Reflections On Truman Capote’s In Cold Blood

When Truman Capote wrote his masterpiece, In Cold Blood, he claimed he had not just written a book but created a new genre; the nonfiction novel. While this claim to being the first nonfiction novel has been contested by some, it cannot be denied that In Cold Blood was the book that launched and popularized the genre. To have achieved such a revolution in journalism and helping literary journalism become a credible form of writing, it is no surprise to say In Cold Blood is a brilliant, gripping work that has distilled real events and people into a fascinating narrative.
In Cold Blood, the result of six years of research and interviews by Capote, details the gruesome multiple murder of the wealthy and well-liked Clutter Family in Holcomb, Kansas, and the stories of the two murderers, Dick Hickock and Perry Smith, as they flee the crime and wander aimlessly only to be caught, tried, and finally hanged.
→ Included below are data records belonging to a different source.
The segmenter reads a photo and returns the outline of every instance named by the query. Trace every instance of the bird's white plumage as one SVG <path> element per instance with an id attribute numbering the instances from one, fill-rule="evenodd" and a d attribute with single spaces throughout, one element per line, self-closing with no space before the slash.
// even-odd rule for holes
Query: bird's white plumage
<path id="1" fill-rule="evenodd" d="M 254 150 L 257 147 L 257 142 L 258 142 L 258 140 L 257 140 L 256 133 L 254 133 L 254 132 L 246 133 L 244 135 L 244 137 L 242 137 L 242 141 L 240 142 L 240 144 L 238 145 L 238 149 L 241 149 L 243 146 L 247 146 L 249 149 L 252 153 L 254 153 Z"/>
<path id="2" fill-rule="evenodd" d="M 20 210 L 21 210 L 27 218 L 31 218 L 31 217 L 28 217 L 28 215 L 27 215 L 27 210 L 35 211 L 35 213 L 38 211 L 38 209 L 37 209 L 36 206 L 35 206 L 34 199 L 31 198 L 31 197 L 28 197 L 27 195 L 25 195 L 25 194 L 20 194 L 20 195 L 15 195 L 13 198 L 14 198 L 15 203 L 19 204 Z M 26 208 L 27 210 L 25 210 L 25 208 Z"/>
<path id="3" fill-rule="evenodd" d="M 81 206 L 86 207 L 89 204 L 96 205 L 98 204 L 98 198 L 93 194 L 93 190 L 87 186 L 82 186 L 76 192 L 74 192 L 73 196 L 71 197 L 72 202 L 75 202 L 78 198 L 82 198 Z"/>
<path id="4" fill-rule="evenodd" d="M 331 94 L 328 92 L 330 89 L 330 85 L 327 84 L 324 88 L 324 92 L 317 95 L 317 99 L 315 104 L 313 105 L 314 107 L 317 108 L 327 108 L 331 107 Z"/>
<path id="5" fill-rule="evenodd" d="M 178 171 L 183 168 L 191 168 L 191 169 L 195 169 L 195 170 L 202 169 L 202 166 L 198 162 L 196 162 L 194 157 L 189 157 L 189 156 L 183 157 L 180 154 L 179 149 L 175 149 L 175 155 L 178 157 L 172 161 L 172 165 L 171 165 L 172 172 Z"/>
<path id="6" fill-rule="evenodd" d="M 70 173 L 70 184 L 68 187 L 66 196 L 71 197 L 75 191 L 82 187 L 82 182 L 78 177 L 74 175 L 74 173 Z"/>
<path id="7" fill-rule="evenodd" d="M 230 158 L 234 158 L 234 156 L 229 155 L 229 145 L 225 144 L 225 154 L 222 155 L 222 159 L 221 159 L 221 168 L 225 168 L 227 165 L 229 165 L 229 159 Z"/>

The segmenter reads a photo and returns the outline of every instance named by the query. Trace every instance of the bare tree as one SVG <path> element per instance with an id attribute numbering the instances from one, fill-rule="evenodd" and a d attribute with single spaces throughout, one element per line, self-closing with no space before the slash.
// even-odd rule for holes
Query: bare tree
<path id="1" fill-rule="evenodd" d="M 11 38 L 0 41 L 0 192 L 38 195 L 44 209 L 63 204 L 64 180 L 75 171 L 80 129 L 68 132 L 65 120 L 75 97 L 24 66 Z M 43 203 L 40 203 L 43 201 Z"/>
From memory, Capote reconstructs the two criminals he interviewed extensively prior to their execution and gives the reader an interesting but chilling look at the mind of Perry Smith, a sensitive, artistic and imaginative young man who calmly murdered four complete strangers due to his own frustrations with life.
It is often said that real life does not play out the way stories do, but part of In Cold Blood’s artistic genius is that Capote was able to take real events and real people and structure them into a coherent narrative with a clear beginning, middle, and end. Capote even managed to make his work a piece of powerful literature as well as masterful reporting by making In Cold Blood inspire introspection in the reader once Perry and Dick are caught; despite how horrible their crime was, is the death penalty truly justified, or is it simply taking revenge and calling it justice? Capote remains objective on the subject matter, betraying no bias one way or the other, and ultimately the answer to the question must be reached on one’s own. This book made me seriously consider my position on capital punishment, but ultimately I reaffirmed my belief in its use, thanks to the rather worrying knowledge that Perry Smith was not a fictional character; people like him exist in real life. I personally feel Capote’s achievement in posing the question so effectively should be lauded as much as the reporting that went into making the book; as a writer, I know it’s easy with some planning to pose social questions to the reader metaphorically or literally through constructing certain characters and conversations to put forth the theme, but Capote invented nothing, making real conversations and people pose his question more effectively than many writers of fiction can manage.
Superbly detailed, fascinating, and at times too gruesome to look away, In Cold Blood kept me turning pages until the very end; I could not put this book down. If you have not read it, whether you’re interested in literature and journalism or not, I heartily recommend you go out and read it at least once to appreciate the masterpiece that pioneered a genre.